Hier nun die Geschichte eines Fürsten vom heutigen Bosnien-Herzegowina. Gleichzeitig ist dieses auch die Geschichte, wie die "Herzegowina" zu ihrem Namen kam. Und wie eine Frau zum Kriegsgrund wurde. Und über streitende Brüder...
Stjepan Vukčić Kosača, auch Kosaca (* 1404 im Dorf Kosača bei Goražde; † 1466) trat nach dem kinderlosen Tod seines Onkels Sandalj Hranić Kosača nach 1435 für seine Herrschaften über Prijepolja, Pljevlja, Nikšić und Boka Kotorska bis Omiš und Poljica, Livno und Oberer Vrbas als Großvojvode von Bosnien auf.
Die zeitgenössischen Chronisten berichten einhellig, dass er von skrupellosem und unzuverlässigem Charakter sei und ständig Überfälle androhte. Allein mit dem osmanischen Sultan pflegte er gute Beziehungen. Ferner soll er boshaft, schlau, wankelmütig, feige und brutal gewesen sein, und weder lesen noch schreiben können. Er sei auch nicht sonderlich religiös, soll nur oberflächlich Anhänger der Paterenen-Sekte gewesen sein. Sein sicheres Gespür für wechselnde politische Situationen ermöglichte es ihm, seine Gegner auszuspielen. Als Zeichen seiner autonomen Macht legte er sich wohl selbst um 1448 den Titel „Duca di Santo Saba“ zu. Die Chronisten bringen keine plausible Erklärung für die Annahme dieses Herzogstitels und sind zudem widersprüchlich. Eventuell berief er sich auf eine Urkunde von Kaiser Friedrich III. berief, indem er ihn zum Vormund über die Besitzungen des ungarischen Königs Ladislaus V. machte.

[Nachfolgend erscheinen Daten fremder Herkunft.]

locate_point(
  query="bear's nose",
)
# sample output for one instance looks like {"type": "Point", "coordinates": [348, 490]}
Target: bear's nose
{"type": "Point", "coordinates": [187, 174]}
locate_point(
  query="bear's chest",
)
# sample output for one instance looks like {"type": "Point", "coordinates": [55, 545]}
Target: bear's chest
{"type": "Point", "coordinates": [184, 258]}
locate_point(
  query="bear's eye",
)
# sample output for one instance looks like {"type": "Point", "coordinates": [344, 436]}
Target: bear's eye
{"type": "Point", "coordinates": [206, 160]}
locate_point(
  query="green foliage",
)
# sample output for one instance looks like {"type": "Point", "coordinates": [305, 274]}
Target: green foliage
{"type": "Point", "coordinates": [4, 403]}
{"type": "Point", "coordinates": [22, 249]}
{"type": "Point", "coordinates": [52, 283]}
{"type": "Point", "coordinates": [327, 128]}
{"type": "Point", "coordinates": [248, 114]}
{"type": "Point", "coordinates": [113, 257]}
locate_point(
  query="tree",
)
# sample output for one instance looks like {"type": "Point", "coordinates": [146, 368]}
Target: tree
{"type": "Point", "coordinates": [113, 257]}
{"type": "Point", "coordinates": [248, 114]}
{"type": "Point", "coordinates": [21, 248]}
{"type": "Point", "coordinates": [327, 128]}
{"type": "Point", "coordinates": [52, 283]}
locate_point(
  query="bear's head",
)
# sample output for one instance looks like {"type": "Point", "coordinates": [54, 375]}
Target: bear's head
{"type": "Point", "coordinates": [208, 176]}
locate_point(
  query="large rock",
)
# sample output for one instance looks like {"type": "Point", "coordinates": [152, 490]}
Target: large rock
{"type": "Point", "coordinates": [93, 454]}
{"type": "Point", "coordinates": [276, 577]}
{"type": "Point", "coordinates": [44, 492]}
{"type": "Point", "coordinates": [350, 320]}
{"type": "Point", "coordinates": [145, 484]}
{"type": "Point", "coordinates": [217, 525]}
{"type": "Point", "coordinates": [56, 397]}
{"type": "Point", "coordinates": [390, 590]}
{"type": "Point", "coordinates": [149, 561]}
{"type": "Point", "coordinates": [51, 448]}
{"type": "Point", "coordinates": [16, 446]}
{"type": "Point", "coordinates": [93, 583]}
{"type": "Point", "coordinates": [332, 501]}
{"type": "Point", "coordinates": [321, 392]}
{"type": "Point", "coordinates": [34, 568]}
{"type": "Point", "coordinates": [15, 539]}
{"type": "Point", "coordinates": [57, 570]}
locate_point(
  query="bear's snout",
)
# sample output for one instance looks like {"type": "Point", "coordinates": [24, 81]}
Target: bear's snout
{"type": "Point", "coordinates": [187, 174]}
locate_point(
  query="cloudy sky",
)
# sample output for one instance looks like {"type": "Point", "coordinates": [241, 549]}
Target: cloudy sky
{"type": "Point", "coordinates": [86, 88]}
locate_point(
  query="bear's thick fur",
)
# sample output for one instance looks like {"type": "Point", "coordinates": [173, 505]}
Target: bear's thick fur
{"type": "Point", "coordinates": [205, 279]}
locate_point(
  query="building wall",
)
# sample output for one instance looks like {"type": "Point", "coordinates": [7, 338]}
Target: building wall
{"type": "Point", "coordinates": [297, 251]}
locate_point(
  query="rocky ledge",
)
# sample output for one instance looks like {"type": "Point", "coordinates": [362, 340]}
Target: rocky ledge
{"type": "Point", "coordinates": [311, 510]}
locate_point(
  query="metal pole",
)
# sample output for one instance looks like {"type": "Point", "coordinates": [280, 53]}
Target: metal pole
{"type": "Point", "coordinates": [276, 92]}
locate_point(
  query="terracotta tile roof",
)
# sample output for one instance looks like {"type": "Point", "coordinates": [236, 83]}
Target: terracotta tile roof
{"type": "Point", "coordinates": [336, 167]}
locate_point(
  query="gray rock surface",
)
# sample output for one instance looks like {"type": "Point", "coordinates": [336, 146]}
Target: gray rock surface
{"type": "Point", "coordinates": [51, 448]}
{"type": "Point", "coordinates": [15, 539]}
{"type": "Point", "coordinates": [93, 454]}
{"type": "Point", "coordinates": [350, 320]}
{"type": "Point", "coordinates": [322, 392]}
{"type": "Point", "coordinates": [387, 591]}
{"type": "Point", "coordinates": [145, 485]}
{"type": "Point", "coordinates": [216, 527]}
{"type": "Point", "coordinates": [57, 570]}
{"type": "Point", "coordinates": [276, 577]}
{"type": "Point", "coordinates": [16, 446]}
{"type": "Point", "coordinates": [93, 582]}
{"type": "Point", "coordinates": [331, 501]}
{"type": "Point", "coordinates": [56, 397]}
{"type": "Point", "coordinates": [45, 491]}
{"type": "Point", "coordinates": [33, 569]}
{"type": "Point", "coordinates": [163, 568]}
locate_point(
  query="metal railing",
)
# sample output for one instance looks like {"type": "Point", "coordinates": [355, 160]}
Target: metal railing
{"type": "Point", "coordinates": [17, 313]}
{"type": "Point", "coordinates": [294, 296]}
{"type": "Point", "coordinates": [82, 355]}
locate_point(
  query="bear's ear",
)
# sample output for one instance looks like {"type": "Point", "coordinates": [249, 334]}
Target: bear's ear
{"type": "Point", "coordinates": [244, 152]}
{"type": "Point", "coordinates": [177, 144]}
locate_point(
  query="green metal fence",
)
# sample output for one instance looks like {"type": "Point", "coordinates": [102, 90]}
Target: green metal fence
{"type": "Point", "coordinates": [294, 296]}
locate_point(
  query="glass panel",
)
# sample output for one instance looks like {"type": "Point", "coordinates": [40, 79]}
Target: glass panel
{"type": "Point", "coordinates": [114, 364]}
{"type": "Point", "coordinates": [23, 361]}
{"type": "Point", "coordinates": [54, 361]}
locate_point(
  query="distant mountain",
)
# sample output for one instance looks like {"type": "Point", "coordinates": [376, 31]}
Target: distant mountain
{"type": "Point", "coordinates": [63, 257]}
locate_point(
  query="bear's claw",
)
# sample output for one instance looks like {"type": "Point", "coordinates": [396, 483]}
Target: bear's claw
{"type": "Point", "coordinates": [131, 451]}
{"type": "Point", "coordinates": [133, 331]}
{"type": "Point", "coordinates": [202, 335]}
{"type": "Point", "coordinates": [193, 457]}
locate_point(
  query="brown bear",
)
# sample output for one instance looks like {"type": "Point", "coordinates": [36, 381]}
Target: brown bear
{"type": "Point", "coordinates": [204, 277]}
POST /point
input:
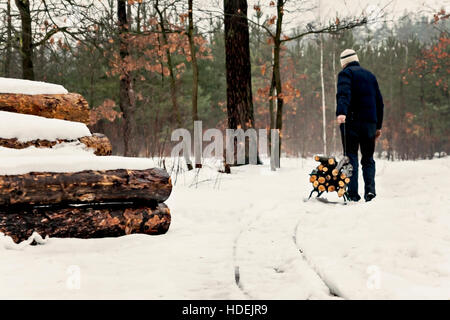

Weder Sultan Murad II. noch Papst Eugen IV. können für die Titelvergabe ernsthaft infrage kommen.
1448 trat nun das „Gebiet des Herzogs“, die Herzegowina, mit diesem Namen in die Geschichte ein, es war ca. dreimal so groß wie das heutige Herzegowina.
Mit seiner ersten Frau Jelena Balšić hatte er eine Tochter namens Katarina (Kosača-Kotromanić), die spätere letzte Königin von Bosnien, und die zwei Söhne Vladislav (* 1425) und Vlatko (* 1426), Hercegović genannt. 1452 kam es nach dem Besuch einer florentinischen Kaufmannsgesellschaft samt ihrer weiblichen Begleitung zum ehelichen Skandal am Hofe. Der Herzog behielt die Florentinerin als Geliebte bei sich, seine Frau Katarina reiste darauf wütend mitsamt ihrem Sohn Vladislav nach Ragusa. Kosača verlangte die sofortige Rückkehr, Jelena forderte jedoch, zuerst solle die florentinische Geliebte den Hof verlassen. Es kam zum Krieg zwischen der Republik Ragusa und Herzegowina, der erst nach einem Jahr versöhnlich beendet wurde. Kurz nach der Rückkehr Ende September 1453 verstarb Jelena.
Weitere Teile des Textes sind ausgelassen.